A portrait of Djuna Barnes taken by American photographer Berenice Abbott (1898-1991), whose best known works are her photographs of urban landscapes. Abbott shared an apartment with Djuna Barnes in Greenwich Village circa 1918 and dated Thelma Wood, one of Barnes's eventual lovers and the inspiration for Robin Vote in Nightwood.
A photograph of Barnes taken by accomplished eclectic artist Man Ray (1890-1976), a longtime admirer and friend of Barnes.
Barnes in Paris circa 1925. A member of the expatriate circle, she left the United States in 1920 and stayed abroad until 1940.

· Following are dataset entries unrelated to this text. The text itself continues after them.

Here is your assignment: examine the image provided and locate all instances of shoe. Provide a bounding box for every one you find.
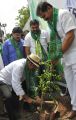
[67,110,76,119]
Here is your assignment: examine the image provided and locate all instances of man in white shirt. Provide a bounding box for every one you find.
[24,19,50,61]
[0,53,41,120]
[36,1,76,119]
[24,19,50,75]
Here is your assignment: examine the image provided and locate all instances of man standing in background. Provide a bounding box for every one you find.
[2,27,24,66]
[24,19,50,75]
[24,19,50,62]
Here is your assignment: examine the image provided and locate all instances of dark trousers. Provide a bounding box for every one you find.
[5,97,18,120]
[0,84,19,120]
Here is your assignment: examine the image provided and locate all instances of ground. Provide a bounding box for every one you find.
[0,95,76,120]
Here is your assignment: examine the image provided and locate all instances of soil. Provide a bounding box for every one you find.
[0,95,76,120]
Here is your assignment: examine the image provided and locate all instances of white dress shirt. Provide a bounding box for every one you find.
[57,9,76,65]
[0,58,26,96]
[24,29,50,54]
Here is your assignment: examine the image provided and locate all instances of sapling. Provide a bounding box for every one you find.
[38,61,62,112]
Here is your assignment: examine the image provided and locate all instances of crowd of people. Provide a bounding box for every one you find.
[0,0,76,120]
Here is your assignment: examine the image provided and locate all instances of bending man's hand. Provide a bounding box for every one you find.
[23,95,34,104]
[19,95,34,104]
[35,96,41,104]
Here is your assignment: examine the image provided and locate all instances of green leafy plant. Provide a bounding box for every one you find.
[38,61,62,111]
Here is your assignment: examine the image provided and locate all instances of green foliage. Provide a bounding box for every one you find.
[16,6,30,29]
[4,33,11,40]
[38,61,62,99]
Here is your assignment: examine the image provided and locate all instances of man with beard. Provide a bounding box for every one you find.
[24,19,50,62]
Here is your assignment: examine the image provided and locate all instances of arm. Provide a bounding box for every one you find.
[60,11,76,53]
[23,34,31,56]
[2,41,9,66]
[12,64,25,96]
[62,30,75,53]
[12,63,34,103]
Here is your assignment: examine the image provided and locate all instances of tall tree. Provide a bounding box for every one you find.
[16,6,30,29]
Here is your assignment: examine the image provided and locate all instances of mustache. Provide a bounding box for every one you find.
[33,29,40,33]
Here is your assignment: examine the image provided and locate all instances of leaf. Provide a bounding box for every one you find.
[38,61,62,97]
[15,6,30,29]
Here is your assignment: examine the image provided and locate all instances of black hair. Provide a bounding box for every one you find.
[36,1,52,16]
[30,19,39,26]
[12,27,23,33]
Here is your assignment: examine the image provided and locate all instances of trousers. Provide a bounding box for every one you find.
[64,63,76,110]
[0,84,19,120]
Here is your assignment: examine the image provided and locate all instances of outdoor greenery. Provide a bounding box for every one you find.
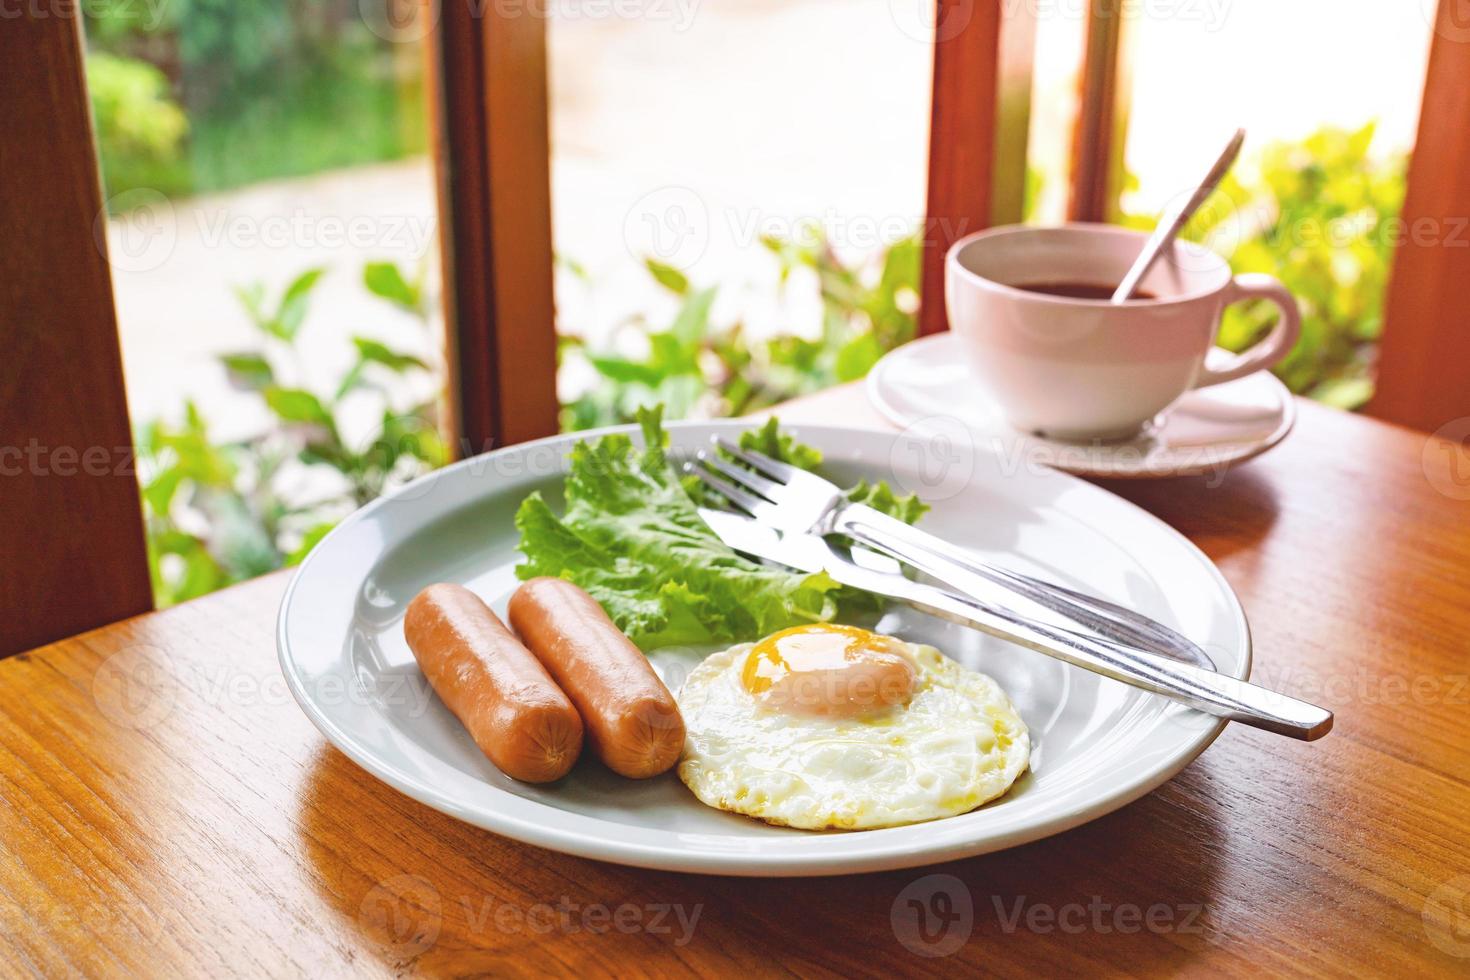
[84,0,426,202]
[140,260,444,605]
[561,233,922,430]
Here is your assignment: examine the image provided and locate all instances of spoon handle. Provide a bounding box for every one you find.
[1111,128,1246,304]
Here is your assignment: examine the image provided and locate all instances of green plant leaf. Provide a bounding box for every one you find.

Barnes and Baroness Elsa von Freytag-Loringhoven (1874-1927), an artist associated with the Dada movement and often designated as the first New York Dadaist, at the beach circa 1926. She became one of Barnes's biggest supporters.
A picture taken by Berenice Abbott in the 1920s of Djuna Barnes's lover Thelma Wood (1901-1970). Barnes and Wood's relationship served as a primary source for Robin Vote and her many failed relationships in Nightwood.
Barnes's supporters and confidants Emily Holmes Coleman (top, 1899-1974) and Peggy Guggenheim (bottom, 1898-1979). Barnes often wrote to Coleman for suggestions on textual revisions and for personal advice. Guggenheim monetarily supported Barnes and her work until Barnes's death in 1982. In fact, much of Nightwood was written on an estate that Guggenheim provided for Barnes.
Photograph of Natalie Clifford Barney (1876-1972). Barnes had a brief affair with Barney, whose salon in Paris at the Hotel D' Angleterre--a residence of Barnes's in Paris--served as a thinly veiled source for many characters in Barnes's Ladies Alamanack.
T. S. Eliot (1888-1965) served as one of Barnes's greatest admirers and critics. He wrote the Introduction to Barnes's Modernist masterpiece Nightwood as well as the Introduction to her play The Antiphon.
A photo of Barnes being forced fed that appeared in World Magazine on September 6, 1914. The picture and the article that followed serve as examples of Barnes's sensational journalistic style. In addition to writing this article, she wrote articles on coming face-to-face with a gorilla and being rescued from the roof of a skyscraper.